Apart from the appearance of 2x fibers, the rest of the fibers in the cross-innervated TA remained unchanged as 2b/eo fibers, a result similar to the effect of reinnervation of the TA by the RLN (Rhee et al. 2004). Although the nerve to the SH contains abundant nerve fibers innervating 2b muscle fibers (which constitute 44.4% of total SH fibers), there are practically no pure 2b fibers in the cross-innervated TA. The 2b/eo fibers in the cross-innervated TA are presumably cross-innervated by nerve fibers, which normally innervate 2b fibers in the SH, where they do not support EO MyHC expression. They permit 2B MyHC expression in the TA, but fail to suppress EO MyHC expression in this muscle, further supporting a difference in allotype between TA and SH. The alternative scenario is that TA and SH do not differ in allotype, but the cross-innervation completely fails, with the TA being reinnervated by the RLN. However, the virtual complete absence of pure 2b fibers in the cross-innervated TA requires that none of the 2b-innervating nerve fiber in the SH nerve manages to cross-innervate the TA in each of the four animals. This again is extremely unlikely in view of the visual integrity of the nerve cross-union and the strategy used to avoid self-reinnervation.
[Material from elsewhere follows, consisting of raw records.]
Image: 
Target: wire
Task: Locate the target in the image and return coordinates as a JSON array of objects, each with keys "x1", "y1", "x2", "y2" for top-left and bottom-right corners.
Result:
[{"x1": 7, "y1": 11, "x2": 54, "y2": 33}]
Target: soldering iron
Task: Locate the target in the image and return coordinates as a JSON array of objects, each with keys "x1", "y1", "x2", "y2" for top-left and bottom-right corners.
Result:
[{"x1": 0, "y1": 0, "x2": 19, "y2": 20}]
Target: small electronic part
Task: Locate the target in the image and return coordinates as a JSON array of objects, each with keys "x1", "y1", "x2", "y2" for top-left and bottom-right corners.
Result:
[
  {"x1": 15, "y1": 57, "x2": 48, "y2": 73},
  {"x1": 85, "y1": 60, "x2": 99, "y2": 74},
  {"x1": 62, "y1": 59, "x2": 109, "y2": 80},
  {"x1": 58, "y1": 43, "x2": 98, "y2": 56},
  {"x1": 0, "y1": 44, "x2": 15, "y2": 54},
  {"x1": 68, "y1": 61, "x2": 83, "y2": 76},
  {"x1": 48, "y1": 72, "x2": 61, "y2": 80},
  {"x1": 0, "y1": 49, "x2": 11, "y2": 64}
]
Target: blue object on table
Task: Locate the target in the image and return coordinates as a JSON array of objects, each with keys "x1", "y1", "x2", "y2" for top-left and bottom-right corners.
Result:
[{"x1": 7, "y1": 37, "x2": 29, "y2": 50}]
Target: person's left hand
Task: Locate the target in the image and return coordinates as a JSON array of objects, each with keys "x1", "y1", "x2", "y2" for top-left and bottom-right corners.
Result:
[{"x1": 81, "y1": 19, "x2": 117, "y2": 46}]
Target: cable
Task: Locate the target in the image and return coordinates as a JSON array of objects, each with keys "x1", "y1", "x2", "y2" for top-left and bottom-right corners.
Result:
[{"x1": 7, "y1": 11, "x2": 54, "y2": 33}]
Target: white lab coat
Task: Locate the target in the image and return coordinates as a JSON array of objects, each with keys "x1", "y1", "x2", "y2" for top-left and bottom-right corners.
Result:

Another significant finding is that the nerve to the SH fails to induce the expression of slow and 2A MyHCs in any of the cross-innervated TA muscles examined, even though this nerve supports slow and 2a fibers that amount to one third of all fibers in the normal SH. This suggests that nerve fibers normally innervating slow and 2a muscle fibers in the SH are incompetent at inducing the slow and 2A MyHCs in the TA. This failure indicates that the rat TA is intrinsically unable to express these isoforms, or different patterns of stimulation are needed to induce them in the TA, adding further support for an allotypic difference between TA and SH.
In conclusion, the TA and SH muscles in the rat are physiologically plastic and fiber types in both muscles are subject to regulation by their nerve supply. However, the SH cannot be induced to express EO MyHC, nor can TA be induced to suppress it, by cross-innervation with nerve fibers having these capacities. The ability of these muscles to respond to a foreign nerve is limited by their intrinsic characteristics, which reflect their diverse developmental origins. These results support the idea that they differ in muscle allotype.
Acknowledgments
This work was supported by a grant from the National Health and Medical Research Council of Australia.